Ce paradoxe est généralement connu à tort sous l’appellation de paradoxe du gruyère, mais comme il convient d’être précis, seul l’emmental a des trous !
Plus il y a de fromage, plus il y a de trous ;
or plus il y a de trous, moins il y a de fromage ;
donc plus il y a de fromage, moins il y a de fromage.
C’est le plus célèbre des paradoxes construit selon un mode de syllogisme appelé Barbara (ou syllogisme en A-A-A). Il met en évidence que l’application sans discernement du syllogisme est source d’aberrations.
En réalité, il s’opère ici un subtil glissement sémantique entre les termes moyens des deux prémisses ; ce qui interdit la conclusion. Ce glissement est dû à une différence contextuelle. En effet, pour chaque prémisse, il existe un contexte sous-entendu qui rend possible l’acceptation de la prémisse en tant que vérité. Cependant ces contextes implicites s’opposent et invalident le syllogisme.
Il faut alors considérer le contexte en tant qu’axiome. La conclusion est alors un théorème relatif à une axiomatique contenant nécessairement la conjonction des contextes.

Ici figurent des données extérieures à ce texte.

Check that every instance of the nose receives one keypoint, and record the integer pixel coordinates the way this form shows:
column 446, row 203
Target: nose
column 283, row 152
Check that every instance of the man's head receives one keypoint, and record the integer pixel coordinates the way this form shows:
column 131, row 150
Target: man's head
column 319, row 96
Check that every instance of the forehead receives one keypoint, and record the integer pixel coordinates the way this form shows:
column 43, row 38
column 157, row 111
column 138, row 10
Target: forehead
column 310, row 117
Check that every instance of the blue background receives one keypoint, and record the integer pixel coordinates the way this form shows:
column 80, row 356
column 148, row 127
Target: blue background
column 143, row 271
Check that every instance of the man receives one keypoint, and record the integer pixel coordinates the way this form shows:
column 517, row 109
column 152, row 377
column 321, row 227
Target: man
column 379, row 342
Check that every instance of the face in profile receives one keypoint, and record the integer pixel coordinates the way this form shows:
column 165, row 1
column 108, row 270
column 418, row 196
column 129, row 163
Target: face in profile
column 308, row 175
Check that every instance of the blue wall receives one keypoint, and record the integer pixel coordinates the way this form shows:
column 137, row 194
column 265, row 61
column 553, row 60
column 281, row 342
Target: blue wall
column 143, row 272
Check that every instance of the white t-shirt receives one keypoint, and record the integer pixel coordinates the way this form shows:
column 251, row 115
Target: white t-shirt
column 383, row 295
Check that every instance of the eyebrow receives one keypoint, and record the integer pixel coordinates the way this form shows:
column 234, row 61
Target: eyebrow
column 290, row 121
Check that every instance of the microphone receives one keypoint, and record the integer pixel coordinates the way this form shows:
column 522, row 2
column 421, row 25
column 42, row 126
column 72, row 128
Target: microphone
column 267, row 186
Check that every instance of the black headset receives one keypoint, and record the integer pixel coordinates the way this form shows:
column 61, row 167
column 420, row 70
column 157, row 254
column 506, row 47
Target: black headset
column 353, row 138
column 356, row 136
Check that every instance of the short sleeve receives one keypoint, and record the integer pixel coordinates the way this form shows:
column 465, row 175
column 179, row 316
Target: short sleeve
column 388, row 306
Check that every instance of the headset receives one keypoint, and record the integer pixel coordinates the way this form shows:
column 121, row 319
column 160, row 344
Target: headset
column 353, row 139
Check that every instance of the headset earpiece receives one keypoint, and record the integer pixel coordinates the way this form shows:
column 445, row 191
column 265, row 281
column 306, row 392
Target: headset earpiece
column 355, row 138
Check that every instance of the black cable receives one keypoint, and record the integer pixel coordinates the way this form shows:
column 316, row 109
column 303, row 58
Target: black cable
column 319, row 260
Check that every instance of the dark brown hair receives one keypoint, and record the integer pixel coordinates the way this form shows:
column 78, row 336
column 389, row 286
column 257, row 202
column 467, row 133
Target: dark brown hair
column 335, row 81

Ainsi, on déduit ici que, lorsque volume et densité de fromage sont constants, on a bien « plus il y a de fromage, moins il y a de fromage ». Ce qui peut se réduire à un truisme ou à une lapalissade assez stupide : « autant il y a de fromage, autant il y a de fromage ».
En définitive, la conclusion doit être considérée invalide plutôt que fausse car les deux occurrences du mot « fromage » sont liées à deux notions distinctes :
Dans la première (celle de la majeure), les vides font partie du fromage. Le fromage se définit alors par son apparence externe.
Dans la seconde (celle de la mineure), le fromage se définit comme une matière, et par là même, exclut le vide.
Ainsi ces deux notions antagonistes ne doivent pas être amalgamées dans une même phrase. Il s’agit là d’une forme sournoise de polysémie et avant tout d’un raisonnement fallacieux.